Stephanie Sacharow; Cassandra Papaleo; Kyla Almeida; Benjamin Goodlett; Amy Kritzer; Harvey Levy; Leslie Martell; Ann Wessel; Krista Viau

doi:10.1016/j.ymgmr.2020.100603

First 1.5 years of pegvaliase clinic: Experiences and outcomes

Mol Genet Metab Rep. 2020 May 25:24:100603. doi: 10.1016/j.ymgmr.2020.100603. eCollection 2020 Sep.

Authors

Stephanie Sacharow¹, Cassandra Papaleo², Kyla Almeida², Benjamin Goodlett¹, Amy Kritzer¹, Harvey Levy¹, Leslie Martell², Ann Wessel², Krista Viau²

Affiliations

¹ Department of Pediatrics, Harvard Medical School, Boston, MA, United States of America.
² Division of Genetics and Genomics, Boston Children's Hospital, Boston, MA, United States of America.

Abstract

We present Boston Children's Hospital's clinic model for pegvaliase therapy in adults with phenylketonuria (PKU) and clinical outcomes in 46 patients over the first 1.5 years of commercial therapy.
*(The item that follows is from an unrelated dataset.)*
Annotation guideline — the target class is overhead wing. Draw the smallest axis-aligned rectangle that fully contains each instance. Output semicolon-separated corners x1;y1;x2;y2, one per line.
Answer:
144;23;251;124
Approximately 70% (18/26) of patients starting pegvaliase achieved blood phenylalanine (Phe) <360 μmol/L, with an average of a 68 ± 24% decrease in blood Phe from baseline. All patients experienced at least minor side effects, but in most, management of the side effects allowed for treatment to continue.